When inflation falls
- Consumers and households — Lower inflation preserves purchasing power. In early 2025, easing inflation and lower borrowing costs supported stronger domestic demand and economic growth of 0.4% in the first quarter.
- Homebuyers — Falling inflation leads to ECB rate cuts, which lower mortgage costs and make housing more affordable.
- Stock market investors — Lower inflation fuels expectations of rate cuts, which lifts stock prices. In June 2025, German stocks edged higher after softer-than-expected inflation data. Italian shares rallied in March 2023 after Spanish and German inflation slowed.
- Gold investors — ECB rate cuts reduce bond interest rates, making gold more attractive. Gold surged 2% above $3,400 per ounce in April 2025 after an ECB rate cut.
- Manufacturers and businesses — Falling input costs and cheaper credit restore confidence and make expansion affordable.
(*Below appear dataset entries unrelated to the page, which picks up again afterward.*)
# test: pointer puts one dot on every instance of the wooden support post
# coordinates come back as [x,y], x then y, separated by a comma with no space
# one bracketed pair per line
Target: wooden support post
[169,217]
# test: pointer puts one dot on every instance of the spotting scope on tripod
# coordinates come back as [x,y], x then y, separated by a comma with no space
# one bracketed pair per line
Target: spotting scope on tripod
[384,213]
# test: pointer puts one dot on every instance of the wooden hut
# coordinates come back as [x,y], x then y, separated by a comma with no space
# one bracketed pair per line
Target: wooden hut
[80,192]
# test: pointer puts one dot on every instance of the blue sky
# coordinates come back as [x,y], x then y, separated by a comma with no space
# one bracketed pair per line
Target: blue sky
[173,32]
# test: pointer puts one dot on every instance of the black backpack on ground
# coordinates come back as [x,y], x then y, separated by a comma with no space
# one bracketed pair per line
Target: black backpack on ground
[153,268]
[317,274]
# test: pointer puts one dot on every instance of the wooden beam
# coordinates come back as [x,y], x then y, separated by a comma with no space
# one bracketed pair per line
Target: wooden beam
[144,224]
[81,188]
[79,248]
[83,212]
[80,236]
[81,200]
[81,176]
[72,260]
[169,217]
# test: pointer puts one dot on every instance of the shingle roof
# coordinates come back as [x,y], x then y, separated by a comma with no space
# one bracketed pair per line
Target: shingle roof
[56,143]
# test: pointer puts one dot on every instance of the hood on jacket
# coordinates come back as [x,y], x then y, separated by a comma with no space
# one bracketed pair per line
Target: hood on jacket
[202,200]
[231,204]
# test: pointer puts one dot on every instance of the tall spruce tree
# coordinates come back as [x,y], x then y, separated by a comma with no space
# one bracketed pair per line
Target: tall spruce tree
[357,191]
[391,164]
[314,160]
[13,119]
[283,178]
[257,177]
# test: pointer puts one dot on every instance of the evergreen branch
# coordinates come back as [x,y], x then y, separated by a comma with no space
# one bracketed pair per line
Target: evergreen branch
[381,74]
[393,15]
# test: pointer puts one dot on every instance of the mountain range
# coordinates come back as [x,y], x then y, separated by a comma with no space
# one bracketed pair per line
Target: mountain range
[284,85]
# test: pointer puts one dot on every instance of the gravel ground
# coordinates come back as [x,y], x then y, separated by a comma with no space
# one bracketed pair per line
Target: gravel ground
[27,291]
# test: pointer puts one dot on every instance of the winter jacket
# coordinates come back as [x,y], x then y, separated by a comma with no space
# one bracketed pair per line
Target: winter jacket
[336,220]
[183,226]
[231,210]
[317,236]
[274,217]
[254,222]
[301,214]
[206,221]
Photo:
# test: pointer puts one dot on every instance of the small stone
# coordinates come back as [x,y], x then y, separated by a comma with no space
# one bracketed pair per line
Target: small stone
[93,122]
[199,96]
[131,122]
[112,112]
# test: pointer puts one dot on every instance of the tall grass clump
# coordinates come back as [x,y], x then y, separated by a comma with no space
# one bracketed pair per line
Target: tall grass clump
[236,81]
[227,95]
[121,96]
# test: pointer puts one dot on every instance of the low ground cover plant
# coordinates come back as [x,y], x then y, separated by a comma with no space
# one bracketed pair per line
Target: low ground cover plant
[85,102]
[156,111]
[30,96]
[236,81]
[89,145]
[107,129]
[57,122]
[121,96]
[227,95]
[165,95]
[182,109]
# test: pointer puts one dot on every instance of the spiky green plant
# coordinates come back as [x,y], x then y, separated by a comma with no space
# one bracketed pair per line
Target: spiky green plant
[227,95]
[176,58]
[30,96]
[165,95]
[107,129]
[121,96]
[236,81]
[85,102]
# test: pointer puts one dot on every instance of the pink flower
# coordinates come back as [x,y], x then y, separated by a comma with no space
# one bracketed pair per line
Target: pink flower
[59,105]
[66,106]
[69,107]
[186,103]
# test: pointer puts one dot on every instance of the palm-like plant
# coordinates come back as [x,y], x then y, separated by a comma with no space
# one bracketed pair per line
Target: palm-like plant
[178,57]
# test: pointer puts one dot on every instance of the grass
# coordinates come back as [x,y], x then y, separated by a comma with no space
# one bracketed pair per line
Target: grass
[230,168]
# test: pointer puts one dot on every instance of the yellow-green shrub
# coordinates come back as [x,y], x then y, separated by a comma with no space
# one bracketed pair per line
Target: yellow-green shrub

German business confidence dropped sharply in May 2023 when inflation was stubbornly high. Retail sales barely grew in October 2023 because high prices and borrowing costs crushed demand. The reversal of those pressures in 2025 helped business activity recover.
- Borrowers across the Eurozone — Eight consecutive ECB rate cuts between mid-2024 and mid-2025 brought the deposit rate from its peak down to 2.0%, directly lowering the cost of loans for households and businesses.
When inflation rises (who loses)
- German consumers and the German economy — The economy contracted 0.1% in the third quarter of 2023 as persistent inflation eroded household spending power.
- European workers — Business activity contracted for seven straight months through late 2023, and employment declined as companies cut capacity in response to weak demand driven by high prices.
- Italian industry — Industrial production fell 1.5% in November 2023, the largest drop since April, as elevated borrowing costs tied to inflation weighed on output.
- Stock market investors — European stocks fell in April 2023 after inflation accelerated in France and Spain, raising fears of further rate increases.